Melihat Praktik Pendokumentasian Melalui Tuol Sleng Genocide Museum
Berkunjung ke Tuol Sleng Genocide Museum pada pukul 1 siang–setelah makan siang–ternyata menjadi pilihan yang tepat. Bukan karena tidak ada pilihan makanan, namun dikarenakan pengalaman berada di dalam museum yang cukup membuat hati sangat gundah gulana–bagi saya perasaan ini bisa sangat mempengaruhi pola makan.
Tuol Sleng Genocide Museum sengaja didirikan untuk memberi penghormatan dan sebuah pengakuan terhadap tragedi genosida pada tahun 1975-1975 di bawah kekuasaan Pol Pot atau sering dikenal sebagai S-21 atau Tragedi Khmer Rouge. Kekacauan politik yang menyebabkan tragedi genosida ini menewaskan kurang lebih 1,5-3 juta manusia atau setara dengan 25% populasi penduduk Kamboja dalam kurun waktu dua tahun. Tentu saja, dengan cara yang sangat keji dan cerita penyiksaan habis-habisan tanpa ampun pun menjadi serangkaian kisah pembunuhan dalam tragedi ini. Semua kisah sedih dan situasi mencekam ini berhasil diceritakan oleh audio guide museum, foto dokumentasi pada tahun tragedi penyiksaan yang sangat jelas tanpa ada sensor hingga desain bangunan fisik museum yang seolah membiarkan semua tragedi ini terlihat oleh publik sekaligus mesin waktu.
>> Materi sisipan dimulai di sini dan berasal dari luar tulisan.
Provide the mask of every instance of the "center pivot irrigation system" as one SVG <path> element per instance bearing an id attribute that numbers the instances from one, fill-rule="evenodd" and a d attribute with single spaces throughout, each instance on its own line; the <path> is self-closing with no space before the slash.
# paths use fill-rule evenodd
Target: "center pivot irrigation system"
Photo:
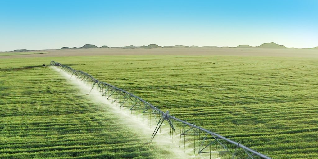
<path id="1" fill-rule="evenodd" d="M 196 156 L 198 156 L 199 158 L 201 155 L 202 158 L 207 158 L 209 157 L 211 159 L 212 155 L 212 158 L 215 157 L 215 158 L 217 156 L 221 158 L 230 159 L 271 159 L 266 155 L 241 144 L 239 142 L 235 142 L 216 133 L 178 119 L 169 114 L 168 111 L 165 113 L 140 98 L 107 83 L 99 81 L 87 73 L 74 70 L 53 61 L 51 61 L 51 65 L 60 68 L 60 71 L 63 70 L 72 73 L 71 78 L 74 76 L 87 86 L 92 86 L 89 93 L 95 88 L 102 96 L 121 108 L 124 108 L 125 111 L 126 109 L 129 109 L 131 114 L 135 114 L 137 118 L 141 117 L 143 121 L 147 119 L 150 128 L 152 125 L 152 126 L 154 125 L 154 127 L 155 127 L 150 142 L 152 141 L 159 130 L 161 131 L 162 127 L 169 127 L 169 135 L 172 138 L 172 141 L 174 141 L 174 136 L 176 137 L 175 135 L 178 135 L 177 139 L 180 148 L 184 149 L 185 152 L 186 147 L 187 150 L 189 147 L 191 147 L 191 153 Z M 155 123 L 152 123 L 153 122 Z"/>

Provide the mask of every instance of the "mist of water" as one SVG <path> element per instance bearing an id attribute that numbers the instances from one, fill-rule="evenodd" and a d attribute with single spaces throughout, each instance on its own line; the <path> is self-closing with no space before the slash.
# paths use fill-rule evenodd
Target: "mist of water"
<path id="1" fill-rule="evenodd" d="M 83 94 L 87 94 L 91 90 L 92 86 L 85 84 L 85 82 L 78 80 L 75 77 L 71 77 L 72 75 L 65 72 L 62 70 L 60 71 L 59 69 L 55 67 L 52 67 L 55 71 L 59 72 L 61 75 L 68 80 L 69 82 L 75 85 L 80 91 L 80 93 Z M 100 105 L 101 107 L 106 107 L 107 110 L 111 111 L 114 114 L 118 115 L 121 120 L 119 122 L 122 122 L 121 124 L 129 128 L 130 129 L 135 131 L 135 133 L 138 133 L 140 135 L 144 136 L 149 136 L 149 140 L 152 135 L 156 127 L 156 121 L 153 119 L 150 121 L 147 117 L 144 116 L 147 114 L 144 114 L 143 118 L 142 118 L 141 114 L 131 114 L 131 112 L 125 110 L 121 108 L 116 104 L 113 104 L 111 101 L 107 100 L 105 97 L 102 96 L 102 94 L 97 89 L 93 88 L 90 93 L 88 97 L 90 100 L 96 104 Z M 150 122 L 153 124 L 151 126 L 149 125 Z M 155 137 L 152 142 L 152 144 L 156 146 L 157 146 L 159 149 L 170 152 L 170 155 L 172 156 L 167 156 L 168 158 L 180 158 L 181 159 L 191 159 L 198 158 L 197 155 L 198 149 L 197 146 L 198 143 L 197 142 L 197 149 L 194 149 L 193 141 L 191 140 L 191 138 L 187 137 L 186 139 L 184 139 L 183 136 L 181 136 L 180 134 L 180 129 L 177 130 L 176 128 L 176 132 L 173 134 L 170 133 L 171 129 L 169 124 L 164 122 L 162 126 L 160 131 Z M 178 132 L 179 131 L 179 132 Z M 185 141 L 187 142 L 185 142 Z M 145 141 L 145 144 L 148 141 Z M 201 154 L 200 158 L 217 158 L 215 154 Z"/>

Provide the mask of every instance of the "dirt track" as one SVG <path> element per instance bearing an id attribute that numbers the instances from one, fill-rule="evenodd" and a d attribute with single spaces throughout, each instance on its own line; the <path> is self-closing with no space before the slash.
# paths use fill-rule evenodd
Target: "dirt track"
<path id="1" fill-rule="evenodd" d="M 189 55 L 284 56 L 318 57 L 318 50 L 295 49 L 271 49 L 231 48 L 159 48 L 156 49 L 97 48 L 64 49 L 32 51 L 48 52 L 33 54 L 0 56 L 0 59 L 74 56 L 102 55 Z M 1 53 L 0 52 L 0 54 Z"/>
Ketika berjalan keluar, saya melihat ada 3 orang yang berdiri di belakang meja bertumpukan buku. Awalnya saya kira mereka adalah penjual buku souvenir. Ternyata mereka bertiga merupakan penyintas dari tragedi S-21 ini yang sedang menjajakan buku biografi tentang dirinya. Mereka tampak penuh keteguhan untuk berdiri dan memperkenalkan dirinya bahkan menunjukkan fotonya ketika menjadi tahanan. Bagi saya, ini adalah hal yang sangat luar biasa untuk bisa bertahan berdiri di lokasi penuh dengan memori buruk bahkan mungkin terburuk dalam hidup.
Di sisi lain, beberapa cerita dan pernyataan warga lokal mengatakan bahwa tragedi Khmer Rouge ini merupakan hal tabu dan tidak mudah untuk bisa dibicarakan. Tentu saja, ini menjadi dua mata pisau yang saling berseberangan namun menyiratkan pesan di baliknya. Mendirikan museum dan mendapati bahwa tiga penyintas mampu berdiri bahkan memberikan informasi tentang tragedi yang dialami melalui buku mampu menyiratkan–yang barangkali–pesan baik. Namun di sisi lain, mendapati bahwa kisah Khmer Rouge ini menjadi tabu dan tidak mudah dibicarakan juga menyiratkan pesan yang lain.
Saya jadi teringat bagaimana Kamboja menjadi negara yang terkenal cukup baik bagi skena fotografi jurnalistik dan dokumenter melalui Angkor Photo Festivalnya. Selain itu, beberapa NGO (Non-Governmental Organization) yang bergerak di bidang audio visual juga memfokuskan diri dalam pengelolaan arsip seperti Bophana Art Centre dan DC-Cam. Mereka memiliki kecenderungan untuk menggunakan medium fotografi dan video sebagai pengeras suara sekaligus pendekatan untuk isu-isu yang dianggap tabu dan tidak bisa dibicarakan secara lisan.
Ini menjadi salah satu data temuan awal yang menarik. Yang mampu memberikan tanda tentang bagaimana peran media dan pendekatan visual bekerja secara aktif di negara ini. Mengingat rentetan tragedi terjadi di Kamboja pada era kontemporer, tentu saja hal ini menimbulkan banyak sekali perubahan dan pengaruh bagaimana negara ini bekerja dengan peran media dan pendekatan visual sebagai bagian dari budaya mereka.